I am adding to Other Places in the right column a link to Mule Walk And Jazz Talk, a web log posted from Madrid by Agustín Pérez. The legend Sr. Pérez erects below the name of his blog leaves no doubt en el que viene de, as they say in downtown Madrid.
Random thoughts, casual writings and specific research on early jazz styles. If you think there is no jazz before Coltrane, you may have come to the wrong place.
Mule Walk And Jazz Talk is bilingual and nicely organized. It is packed with treats, written and visual. Associated with a video clip of Dick Wellstood playing James P. Johnson’s “Caprice Rag,” for example, is this quote from Wellstood.
I would like to say, first, that I don’t like the term “stride” any more than I like the term “jazz”. When I was a kid the old-timers used to call stride piano “shout piano”, an agreeably expressive description, and when once I mentioned stride to Eubie Blake, he replied, “My God, what won’t they call ragtime next?” Terms, terms. Terms make music into a bundle of objects – a box of stride, a pound of Baroque -. [Donald] Lambert played music, not “stride”, just as Bach wrote music, not “Baroque”. Musicians make music, which critics later label, as if to fit it into so many jelly jars. Bastards.

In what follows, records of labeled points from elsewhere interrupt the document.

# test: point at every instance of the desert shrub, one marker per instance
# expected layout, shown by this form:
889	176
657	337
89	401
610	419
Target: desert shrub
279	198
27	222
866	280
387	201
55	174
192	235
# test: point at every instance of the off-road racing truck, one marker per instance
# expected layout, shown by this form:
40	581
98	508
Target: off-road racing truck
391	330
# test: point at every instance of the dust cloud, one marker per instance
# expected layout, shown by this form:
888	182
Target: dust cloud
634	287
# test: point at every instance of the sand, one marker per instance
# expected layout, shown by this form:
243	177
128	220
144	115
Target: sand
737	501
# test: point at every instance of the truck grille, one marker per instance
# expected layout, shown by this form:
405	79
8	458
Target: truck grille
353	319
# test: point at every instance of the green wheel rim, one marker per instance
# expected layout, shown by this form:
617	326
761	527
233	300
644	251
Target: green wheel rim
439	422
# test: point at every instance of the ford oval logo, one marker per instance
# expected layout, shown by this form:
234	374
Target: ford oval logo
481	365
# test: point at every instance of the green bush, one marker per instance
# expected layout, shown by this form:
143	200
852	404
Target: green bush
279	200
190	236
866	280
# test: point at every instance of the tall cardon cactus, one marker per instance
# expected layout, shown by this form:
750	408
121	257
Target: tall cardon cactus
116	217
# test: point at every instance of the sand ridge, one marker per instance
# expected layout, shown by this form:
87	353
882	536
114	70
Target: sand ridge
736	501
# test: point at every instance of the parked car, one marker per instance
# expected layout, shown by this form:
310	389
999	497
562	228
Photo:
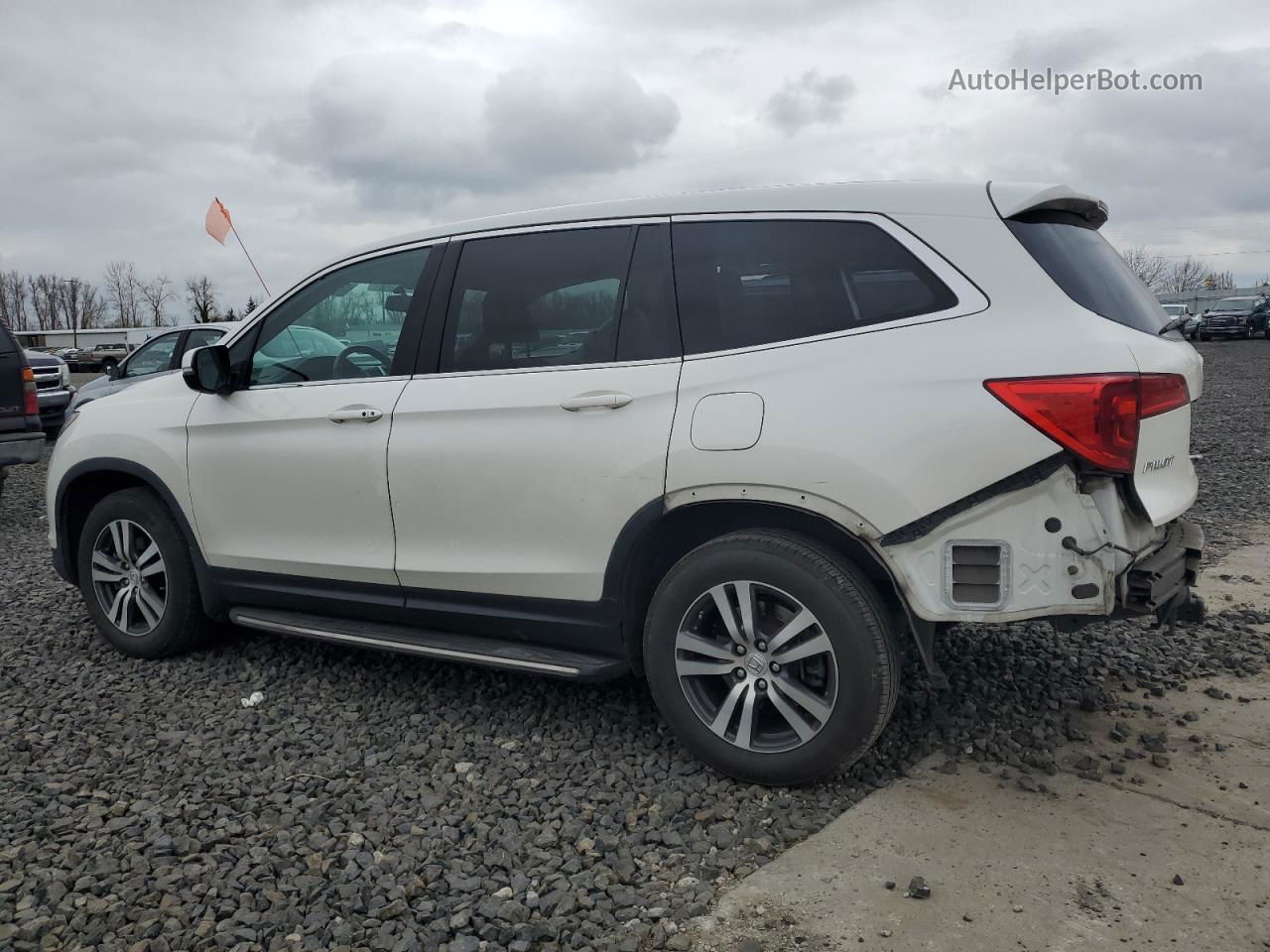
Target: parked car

To a three-part transcribed interview from 1952 with the stride (or shout) pianist Joe Turner, Sr. Pérez appends three video clips of Turner in action on French television in the 1960s. I am shamelessly appropriating one clip. But, then, Sr. Pérez appropriated all of them from Dailymotion. In this one, Turner plays his own “Cloud Fifteen,” charmingly, then James P.’s “Carolina Shout, too fast for complete coherency. Still, it is a rare opportunity to see a pianist who deserved wider fame and a plaque from the cigar industry.